Atualmente, a revolução tecnológica coloca problemas relacionados com os direitos fundamentais (controlo dos trabalhadores através das redes sociais, GPS, telemóvel) pelo que importa fazer intervir os meios de defesa e proteção destes direitos.

O encerramento da Conferência ficou a cargo do Senhor Ministro do Trabalho, Solidariedade e Segurança Social, José Vieira da Silva, que concluiu os trabalhos com um conjunto de ideias-chave: O Futuro do Trabalho comporta uma componente de risco: por um lado, vão surgir novas áreas e atividades que, necessariamente, vão implicar a criação de novos postos de trabalho; por outro, a questão social terá também aqui um importante papel, pois os mercados fazem as suas próprias opções de acordo com antecedentes e respetivo contexto. Devido à globalização, o ritmo da mudança é acelerado. Há um risco real de mudanças laborais, nomeadamente pela quebra do vínculo entre o trabalho e a proteção social. Todos os passos dados nesta direção são perigosos: por um lado, originar-se-á a degradação da proteção social nos países desenvolvidos; por outro, a manutenção do atual estado de coisas nos países subdesenvolvidos. Assim, é necessário reforçar e reinventar a ligação entre trabalho e proteção social.
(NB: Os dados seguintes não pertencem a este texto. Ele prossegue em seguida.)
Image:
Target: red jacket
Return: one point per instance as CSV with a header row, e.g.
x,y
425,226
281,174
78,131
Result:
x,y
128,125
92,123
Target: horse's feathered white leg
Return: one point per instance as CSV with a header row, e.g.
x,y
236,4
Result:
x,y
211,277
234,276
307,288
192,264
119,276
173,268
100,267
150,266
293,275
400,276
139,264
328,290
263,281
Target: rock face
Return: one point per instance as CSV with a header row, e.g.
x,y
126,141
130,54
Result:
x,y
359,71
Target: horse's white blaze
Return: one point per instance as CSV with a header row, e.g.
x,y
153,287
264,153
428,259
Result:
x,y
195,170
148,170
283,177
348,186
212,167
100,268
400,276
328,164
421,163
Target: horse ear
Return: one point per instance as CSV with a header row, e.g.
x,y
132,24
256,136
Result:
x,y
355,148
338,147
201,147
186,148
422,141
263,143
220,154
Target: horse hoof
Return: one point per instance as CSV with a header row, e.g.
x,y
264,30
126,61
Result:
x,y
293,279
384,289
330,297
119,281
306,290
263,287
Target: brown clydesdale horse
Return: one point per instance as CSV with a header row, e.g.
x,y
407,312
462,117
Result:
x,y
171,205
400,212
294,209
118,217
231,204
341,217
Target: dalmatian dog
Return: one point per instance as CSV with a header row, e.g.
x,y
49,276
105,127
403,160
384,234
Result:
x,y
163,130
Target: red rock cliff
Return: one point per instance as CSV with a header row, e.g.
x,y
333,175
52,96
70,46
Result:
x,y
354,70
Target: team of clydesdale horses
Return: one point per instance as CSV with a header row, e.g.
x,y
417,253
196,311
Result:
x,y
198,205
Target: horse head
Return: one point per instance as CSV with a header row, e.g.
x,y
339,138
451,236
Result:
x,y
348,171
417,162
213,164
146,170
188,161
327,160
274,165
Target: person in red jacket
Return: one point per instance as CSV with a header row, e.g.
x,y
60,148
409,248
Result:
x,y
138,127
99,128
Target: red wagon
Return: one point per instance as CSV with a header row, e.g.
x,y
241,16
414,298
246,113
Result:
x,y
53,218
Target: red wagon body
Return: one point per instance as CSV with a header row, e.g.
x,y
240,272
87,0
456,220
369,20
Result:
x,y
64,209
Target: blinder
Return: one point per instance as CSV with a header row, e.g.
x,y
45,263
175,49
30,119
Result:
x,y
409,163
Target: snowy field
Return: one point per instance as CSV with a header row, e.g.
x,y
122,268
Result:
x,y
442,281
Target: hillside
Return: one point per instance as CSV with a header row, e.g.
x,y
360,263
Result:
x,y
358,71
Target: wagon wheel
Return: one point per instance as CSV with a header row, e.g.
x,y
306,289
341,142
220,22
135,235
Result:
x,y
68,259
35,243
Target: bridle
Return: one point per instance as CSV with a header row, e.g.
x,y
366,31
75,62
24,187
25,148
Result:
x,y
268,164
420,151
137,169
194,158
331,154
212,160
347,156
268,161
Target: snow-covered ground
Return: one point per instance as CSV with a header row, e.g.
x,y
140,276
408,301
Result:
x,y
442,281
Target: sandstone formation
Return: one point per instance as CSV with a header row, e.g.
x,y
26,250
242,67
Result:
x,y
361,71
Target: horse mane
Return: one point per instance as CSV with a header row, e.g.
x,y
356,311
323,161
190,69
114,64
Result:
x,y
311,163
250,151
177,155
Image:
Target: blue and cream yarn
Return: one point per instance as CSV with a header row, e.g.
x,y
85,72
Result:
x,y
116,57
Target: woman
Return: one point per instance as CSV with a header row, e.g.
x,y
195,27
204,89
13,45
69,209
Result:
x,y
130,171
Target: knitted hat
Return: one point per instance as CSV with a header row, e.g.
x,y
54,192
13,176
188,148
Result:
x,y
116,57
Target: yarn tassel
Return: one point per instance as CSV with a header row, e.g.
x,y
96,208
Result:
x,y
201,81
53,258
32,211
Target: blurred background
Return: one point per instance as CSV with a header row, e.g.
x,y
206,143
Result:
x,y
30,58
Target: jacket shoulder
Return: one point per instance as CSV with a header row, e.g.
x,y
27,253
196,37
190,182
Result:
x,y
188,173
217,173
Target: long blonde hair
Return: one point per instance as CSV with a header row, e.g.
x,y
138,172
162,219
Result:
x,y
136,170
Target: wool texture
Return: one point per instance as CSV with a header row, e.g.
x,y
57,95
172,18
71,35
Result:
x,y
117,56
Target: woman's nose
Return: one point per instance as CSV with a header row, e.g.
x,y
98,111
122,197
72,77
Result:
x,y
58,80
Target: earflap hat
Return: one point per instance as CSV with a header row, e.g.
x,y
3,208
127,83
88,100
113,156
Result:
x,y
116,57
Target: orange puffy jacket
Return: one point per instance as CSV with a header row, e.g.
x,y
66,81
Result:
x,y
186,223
Neste contexto, a formação inicial é essencial, sendo necessário reanalisá-la e reconfigurá-la. O fundamental é que seja uma formação de elevada qualidade. É um erro dizer que a nossa economia não precisa de flexibilização. No entanto, isso não significa flexibilizar o mercado de trabalho, ou seja, o que se impõe é flexibilidade e não mera facilidade de despedir/contratar. Nesta medida, é necessária uma maior regulação, não se podendo cair numa situação de desformalização. Importa, também, reforçar o Diálogo social.

Contudo, dificilmente se avançará no Diálogo Social se tal tentativa for feita apenas com base em ajustamentos de medidas tomadas no passado, em vez de se focar no futuro. O ajustamento deve ser feito com base no futuro e não com resistência em relação ao avanço, devido a experiências do passado. É necessário contrariar a tendência de individualização das relações de trabalho.

Por fim, terminou com a proposta de replicar o modelo alemão de análise, ou seja, criar em Portugal uma estrutura de reflexão adequada, apoiada pela concertação social.